Пройдя большую часть жизненного пути, мистер Латимер, я стал размышлять: а может, все это сон? Настанет великий день, и мы проснемся. Окажется, что мы спали, как дети в колыбели, которую качал Всевышний. Я знаю, что совершал поступки, за которые мне стыдно, но Всевышний все поймет. Именно так я себе его и представляю: он понимает, что иногда приходится совершать неблаговидные поступки. Он понимает тебя не как судья, который должен вынести вердикт, а как друг.
Мистер Питерс вытер уголки губ.
— Вы уже знаете, мистер Латимер, что я немного мистик. Я не верю в совпадения. Если Всевышний пожелает, чтобы люди встретились, то так оно и будет. Вот почему я не удивился, встретив Виссера в Риме два года спустя.
К тому моменту мы не виделись пять лет. Бедняга! Он переживал нелегкие времена. Через несколько месяцев после выхода из тюрьмы у него закончились наличные, и он подделал банковский чек. Его снова упрятали за решетку, теперь на три года, а потом, когда он освободился, выслали из страны. У Виссера не осталось практически ни гроша, а во Франции, где у него были хорошие знакомства, он работать не мог. Разве можно его винить за то, что он озлобился?
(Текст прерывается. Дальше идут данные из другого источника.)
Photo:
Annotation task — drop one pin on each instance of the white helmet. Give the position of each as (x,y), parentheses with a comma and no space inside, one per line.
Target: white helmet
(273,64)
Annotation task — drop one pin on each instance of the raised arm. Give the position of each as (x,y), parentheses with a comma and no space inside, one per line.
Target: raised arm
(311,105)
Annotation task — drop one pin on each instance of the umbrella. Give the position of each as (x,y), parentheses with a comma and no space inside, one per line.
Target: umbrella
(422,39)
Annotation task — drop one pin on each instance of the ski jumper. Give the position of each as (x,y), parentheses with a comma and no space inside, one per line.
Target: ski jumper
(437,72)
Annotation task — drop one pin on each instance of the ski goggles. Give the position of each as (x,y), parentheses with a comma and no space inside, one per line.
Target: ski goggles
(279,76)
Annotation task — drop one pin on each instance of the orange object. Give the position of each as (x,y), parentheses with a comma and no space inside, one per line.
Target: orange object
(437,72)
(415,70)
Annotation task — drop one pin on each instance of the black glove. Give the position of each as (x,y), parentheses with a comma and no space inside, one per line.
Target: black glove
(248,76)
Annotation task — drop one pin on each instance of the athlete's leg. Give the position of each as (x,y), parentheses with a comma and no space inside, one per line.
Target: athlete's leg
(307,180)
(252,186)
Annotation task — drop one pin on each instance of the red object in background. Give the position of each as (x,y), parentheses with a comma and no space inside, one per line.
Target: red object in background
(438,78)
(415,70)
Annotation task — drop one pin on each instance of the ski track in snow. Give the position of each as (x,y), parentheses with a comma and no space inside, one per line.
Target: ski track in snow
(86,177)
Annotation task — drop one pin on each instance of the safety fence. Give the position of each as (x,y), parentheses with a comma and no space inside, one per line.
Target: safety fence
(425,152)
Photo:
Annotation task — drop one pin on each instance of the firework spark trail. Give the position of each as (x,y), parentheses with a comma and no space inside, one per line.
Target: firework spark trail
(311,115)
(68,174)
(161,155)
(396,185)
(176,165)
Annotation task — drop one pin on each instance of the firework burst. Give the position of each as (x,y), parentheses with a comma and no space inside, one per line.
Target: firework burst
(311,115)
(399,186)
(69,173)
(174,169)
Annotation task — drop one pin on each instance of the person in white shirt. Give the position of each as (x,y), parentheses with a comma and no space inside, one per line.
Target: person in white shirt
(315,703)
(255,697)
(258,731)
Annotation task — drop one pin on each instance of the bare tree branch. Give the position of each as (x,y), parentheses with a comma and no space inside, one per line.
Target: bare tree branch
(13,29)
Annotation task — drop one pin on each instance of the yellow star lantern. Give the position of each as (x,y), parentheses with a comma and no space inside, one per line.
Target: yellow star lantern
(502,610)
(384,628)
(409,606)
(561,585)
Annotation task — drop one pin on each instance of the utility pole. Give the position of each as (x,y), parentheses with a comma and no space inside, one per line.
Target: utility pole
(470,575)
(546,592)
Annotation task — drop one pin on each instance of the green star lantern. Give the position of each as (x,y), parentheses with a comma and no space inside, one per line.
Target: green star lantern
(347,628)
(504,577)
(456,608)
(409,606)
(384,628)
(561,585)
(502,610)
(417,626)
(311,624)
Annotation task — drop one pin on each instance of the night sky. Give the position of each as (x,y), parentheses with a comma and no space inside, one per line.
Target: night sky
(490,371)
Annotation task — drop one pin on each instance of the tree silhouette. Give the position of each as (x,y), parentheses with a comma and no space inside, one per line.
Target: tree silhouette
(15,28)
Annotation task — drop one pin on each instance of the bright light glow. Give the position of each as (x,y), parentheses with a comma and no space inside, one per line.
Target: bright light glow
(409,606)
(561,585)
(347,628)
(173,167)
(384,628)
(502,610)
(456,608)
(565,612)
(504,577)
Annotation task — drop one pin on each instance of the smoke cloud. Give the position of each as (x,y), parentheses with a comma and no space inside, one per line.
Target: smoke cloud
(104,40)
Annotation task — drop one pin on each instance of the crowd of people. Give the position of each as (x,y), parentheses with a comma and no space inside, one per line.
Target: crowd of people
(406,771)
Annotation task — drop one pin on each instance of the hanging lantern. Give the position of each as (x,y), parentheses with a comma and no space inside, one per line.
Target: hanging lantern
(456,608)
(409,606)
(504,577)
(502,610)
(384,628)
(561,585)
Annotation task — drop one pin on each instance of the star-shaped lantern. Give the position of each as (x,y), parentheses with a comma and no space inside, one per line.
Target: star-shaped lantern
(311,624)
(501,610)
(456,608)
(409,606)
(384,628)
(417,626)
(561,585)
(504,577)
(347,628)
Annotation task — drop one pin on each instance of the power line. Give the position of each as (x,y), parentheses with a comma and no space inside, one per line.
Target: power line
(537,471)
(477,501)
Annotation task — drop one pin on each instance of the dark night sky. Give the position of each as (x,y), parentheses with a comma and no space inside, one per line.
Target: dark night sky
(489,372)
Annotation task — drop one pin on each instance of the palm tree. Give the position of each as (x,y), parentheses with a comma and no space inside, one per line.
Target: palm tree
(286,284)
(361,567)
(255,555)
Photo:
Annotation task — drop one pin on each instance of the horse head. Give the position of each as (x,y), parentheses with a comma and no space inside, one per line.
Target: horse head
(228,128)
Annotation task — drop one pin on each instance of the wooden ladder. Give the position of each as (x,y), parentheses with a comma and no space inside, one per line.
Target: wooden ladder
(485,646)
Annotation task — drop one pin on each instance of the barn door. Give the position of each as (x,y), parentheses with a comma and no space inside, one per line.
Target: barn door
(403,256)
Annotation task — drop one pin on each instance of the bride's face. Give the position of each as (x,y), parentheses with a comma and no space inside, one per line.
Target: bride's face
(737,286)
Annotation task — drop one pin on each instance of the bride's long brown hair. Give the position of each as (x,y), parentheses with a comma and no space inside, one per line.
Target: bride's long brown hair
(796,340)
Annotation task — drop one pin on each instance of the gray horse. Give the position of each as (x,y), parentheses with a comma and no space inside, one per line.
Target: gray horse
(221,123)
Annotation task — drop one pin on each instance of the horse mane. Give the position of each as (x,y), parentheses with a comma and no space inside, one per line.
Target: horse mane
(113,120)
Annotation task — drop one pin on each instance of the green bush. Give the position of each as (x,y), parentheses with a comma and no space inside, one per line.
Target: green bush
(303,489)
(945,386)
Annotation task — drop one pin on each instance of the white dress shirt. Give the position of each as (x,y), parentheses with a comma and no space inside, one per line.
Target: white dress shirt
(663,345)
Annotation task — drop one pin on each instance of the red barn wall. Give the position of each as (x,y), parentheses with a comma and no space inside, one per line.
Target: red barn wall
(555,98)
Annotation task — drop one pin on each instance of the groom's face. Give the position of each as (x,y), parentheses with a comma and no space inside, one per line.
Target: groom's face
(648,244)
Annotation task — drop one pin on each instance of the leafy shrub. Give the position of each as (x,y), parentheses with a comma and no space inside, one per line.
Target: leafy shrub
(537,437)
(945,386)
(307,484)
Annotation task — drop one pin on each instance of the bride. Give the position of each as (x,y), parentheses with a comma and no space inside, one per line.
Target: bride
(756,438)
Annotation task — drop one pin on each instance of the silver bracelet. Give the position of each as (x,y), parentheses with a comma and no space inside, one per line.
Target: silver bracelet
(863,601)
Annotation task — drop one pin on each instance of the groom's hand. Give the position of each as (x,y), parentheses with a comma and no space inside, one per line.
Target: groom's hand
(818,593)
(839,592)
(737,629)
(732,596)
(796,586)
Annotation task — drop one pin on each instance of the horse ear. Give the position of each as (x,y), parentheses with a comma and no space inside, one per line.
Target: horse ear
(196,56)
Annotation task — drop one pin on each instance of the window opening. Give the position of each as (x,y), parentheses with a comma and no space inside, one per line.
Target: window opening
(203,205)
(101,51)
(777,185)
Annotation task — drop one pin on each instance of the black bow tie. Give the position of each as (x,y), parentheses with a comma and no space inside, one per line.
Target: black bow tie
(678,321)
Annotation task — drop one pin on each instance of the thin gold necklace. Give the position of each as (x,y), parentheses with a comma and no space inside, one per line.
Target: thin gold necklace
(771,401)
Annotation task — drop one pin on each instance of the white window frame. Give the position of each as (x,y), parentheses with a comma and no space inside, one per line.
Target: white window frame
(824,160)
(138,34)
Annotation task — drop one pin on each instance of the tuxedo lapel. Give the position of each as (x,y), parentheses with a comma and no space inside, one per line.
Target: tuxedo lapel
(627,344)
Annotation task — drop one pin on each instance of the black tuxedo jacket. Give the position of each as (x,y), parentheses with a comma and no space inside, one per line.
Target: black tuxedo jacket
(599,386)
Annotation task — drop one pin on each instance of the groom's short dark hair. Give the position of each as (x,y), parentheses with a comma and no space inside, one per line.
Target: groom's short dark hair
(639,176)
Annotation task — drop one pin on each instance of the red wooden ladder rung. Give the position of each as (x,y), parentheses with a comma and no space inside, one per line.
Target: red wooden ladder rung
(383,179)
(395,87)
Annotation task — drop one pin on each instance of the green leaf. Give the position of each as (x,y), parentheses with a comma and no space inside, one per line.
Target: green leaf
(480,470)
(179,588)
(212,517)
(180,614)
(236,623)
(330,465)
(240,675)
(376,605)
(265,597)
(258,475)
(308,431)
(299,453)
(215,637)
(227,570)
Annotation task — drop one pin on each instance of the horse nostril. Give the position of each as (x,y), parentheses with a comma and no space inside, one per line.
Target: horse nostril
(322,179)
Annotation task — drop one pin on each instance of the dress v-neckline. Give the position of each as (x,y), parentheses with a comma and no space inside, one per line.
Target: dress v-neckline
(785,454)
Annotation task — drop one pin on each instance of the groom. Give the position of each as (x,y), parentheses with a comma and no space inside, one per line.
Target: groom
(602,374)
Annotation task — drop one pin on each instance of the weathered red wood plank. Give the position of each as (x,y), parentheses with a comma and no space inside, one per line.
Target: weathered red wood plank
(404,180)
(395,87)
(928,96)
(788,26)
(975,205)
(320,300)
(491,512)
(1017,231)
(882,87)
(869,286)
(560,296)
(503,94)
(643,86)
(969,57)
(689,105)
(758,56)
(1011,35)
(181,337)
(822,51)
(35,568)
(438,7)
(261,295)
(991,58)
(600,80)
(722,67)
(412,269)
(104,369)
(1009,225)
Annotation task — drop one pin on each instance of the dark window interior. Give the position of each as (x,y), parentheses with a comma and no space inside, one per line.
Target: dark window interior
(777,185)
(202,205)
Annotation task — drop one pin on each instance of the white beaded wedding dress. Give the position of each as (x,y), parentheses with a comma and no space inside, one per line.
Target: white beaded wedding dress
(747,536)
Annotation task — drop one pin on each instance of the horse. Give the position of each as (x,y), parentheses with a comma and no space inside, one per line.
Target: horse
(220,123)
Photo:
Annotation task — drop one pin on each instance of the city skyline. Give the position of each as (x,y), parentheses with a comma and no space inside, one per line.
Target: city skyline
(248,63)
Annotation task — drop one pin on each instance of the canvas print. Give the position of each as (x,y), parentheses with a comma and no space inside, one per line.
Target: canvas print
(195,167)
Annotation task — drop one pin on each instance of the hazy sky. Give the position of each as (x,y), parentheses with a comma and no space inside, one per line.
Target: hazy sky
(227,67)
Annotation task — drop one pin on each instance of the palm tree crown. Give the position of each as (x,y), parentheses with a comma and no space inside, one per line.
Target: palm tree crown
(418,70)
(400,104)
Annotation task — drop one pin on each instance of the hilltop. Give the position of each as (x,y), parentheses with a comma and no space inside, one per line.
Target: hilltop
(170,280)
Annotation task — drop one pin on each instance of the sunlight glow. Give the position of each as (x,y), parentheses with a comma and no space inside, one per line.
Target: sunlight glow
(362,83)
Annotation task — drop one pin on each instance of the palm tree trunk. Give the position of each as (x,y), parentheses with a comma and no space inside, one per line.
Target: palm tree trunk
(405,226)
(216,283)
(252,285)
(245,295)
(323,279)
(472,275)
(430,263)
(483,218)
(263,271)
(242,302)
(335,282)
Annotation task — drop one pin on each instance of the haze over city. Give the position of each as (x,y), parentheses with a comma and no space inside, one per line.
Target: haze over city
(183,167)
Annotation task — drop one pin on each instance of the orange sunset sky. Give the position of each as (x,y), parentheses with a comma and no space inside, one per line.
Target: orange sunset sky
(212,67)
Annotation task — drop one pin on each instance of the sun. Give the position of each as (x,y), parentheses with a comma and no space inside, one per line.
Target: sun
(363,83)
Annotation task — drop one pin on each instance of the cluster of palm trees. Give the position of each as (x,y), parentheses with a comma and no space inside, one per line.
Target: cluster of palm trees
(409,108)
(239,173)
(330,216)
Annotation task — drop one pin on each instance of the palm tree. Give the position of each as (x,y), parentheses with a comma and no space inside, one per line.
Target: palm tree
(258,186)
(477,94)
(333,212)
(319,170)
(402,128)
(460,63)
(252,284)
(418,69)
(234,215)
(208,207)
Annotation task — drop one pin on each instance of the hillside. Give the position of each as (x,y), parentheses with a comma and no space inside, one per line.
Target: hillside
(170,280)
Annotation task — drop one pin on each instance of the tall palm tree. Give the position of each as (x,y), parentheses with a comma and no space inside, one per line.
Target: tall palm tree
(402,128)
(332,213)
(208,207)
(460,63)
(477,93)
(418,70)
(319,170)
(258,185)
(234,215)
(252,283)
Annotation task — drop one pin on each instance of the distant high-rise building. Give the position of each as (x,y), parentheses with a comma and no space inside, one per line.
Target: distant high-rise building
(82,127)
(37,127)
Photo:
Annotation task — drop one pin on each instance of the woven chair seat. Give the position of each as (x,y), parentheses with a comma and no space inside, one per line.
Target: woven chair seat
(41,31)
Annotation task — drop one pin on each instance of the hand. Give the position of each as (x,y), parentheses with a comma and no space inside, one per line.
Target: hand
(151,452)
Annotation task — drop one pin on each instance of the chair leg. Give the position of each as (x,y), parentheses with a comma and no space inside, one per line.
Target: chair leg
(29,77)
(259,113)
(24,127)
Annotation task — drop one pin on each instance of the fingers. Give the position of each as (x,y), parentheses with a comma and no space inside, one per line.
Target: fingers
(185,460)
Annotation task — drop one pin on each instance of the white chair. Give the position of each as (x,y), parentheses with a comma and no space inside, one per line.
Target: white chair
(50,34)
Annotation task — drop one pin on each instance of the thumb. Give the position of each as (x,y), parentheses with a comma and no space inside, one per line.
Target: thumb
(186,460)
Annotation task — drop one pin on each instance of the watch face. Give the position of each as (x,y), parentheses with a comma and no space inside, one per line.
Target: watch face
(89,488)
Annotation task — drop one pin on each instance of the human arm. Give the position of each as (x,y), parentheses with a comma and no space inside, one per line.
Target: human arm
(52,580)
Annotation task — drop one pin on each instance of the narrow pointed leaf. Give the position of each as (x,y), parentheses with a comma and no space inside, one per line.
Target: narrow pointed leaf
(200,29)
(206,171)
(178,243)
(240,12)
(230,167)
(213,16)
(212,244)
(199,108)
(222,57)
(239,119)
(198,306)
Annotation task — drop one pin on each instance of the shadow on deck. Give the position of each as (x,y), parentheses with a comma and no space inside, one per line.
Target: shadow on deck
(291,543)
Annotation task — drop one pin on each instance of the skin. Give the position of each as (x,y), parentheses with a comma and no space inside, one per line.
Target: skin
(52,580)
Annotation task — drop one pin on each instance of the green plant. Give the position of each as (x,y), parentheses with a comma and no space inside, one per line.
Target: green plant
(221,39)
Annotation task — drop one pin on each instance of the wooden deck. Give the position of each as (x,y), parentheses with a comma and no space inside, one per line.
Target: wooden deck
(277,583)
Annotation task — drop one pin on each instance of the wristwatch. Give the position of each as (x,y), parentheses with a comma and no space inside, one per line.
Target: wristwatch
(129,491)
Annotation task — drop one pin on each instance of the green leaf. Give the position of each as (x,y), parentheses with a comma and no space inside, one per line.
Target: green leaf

Мы встретились в кафе, и он попросил у меня взаймы. Сказал, что должен съездить в Цюрих за новым паспортом, но у него нет денег. Его нидерландский паспорт был бесполезен, так как выдан на настоящее имя. И хотя я никогда не испытывал к нему симпатии, я захотел помочь, так как сочувствовал его положению.
Очень часто благородные порывы выходят из-под контроля. Нужно было сразу проявить благоразумие и заявить, что лишних денег нет. Но я замешкался, и он понял, что деньги у меня есть. Тогда я решил, что сделал дурацкую оплошность. Позже оказалось, что мое великодушие принесло мне пользу.
Виссер настойчиво требовал денег и клялся, что вернет долг. Жизнь наша порой бывает так сложна. Вот человек клянется, что вернет деньги, и вы понимаете, что он говорит совершенно искренне. Хотя знаете, что завтра он способен так же искренне сказать себе, что эти деньги его по праву — ведь ему они нужнее. А для вас сумма несущественна, и вы можете себе позволить ее потерять. В любом случае приходится платить за свое великодушие. Потом он станет испытывать к вам неприязнь, и вы лишитесь друга. И денег, кстати, тоже. Поэтому я решил отказать Виссеру.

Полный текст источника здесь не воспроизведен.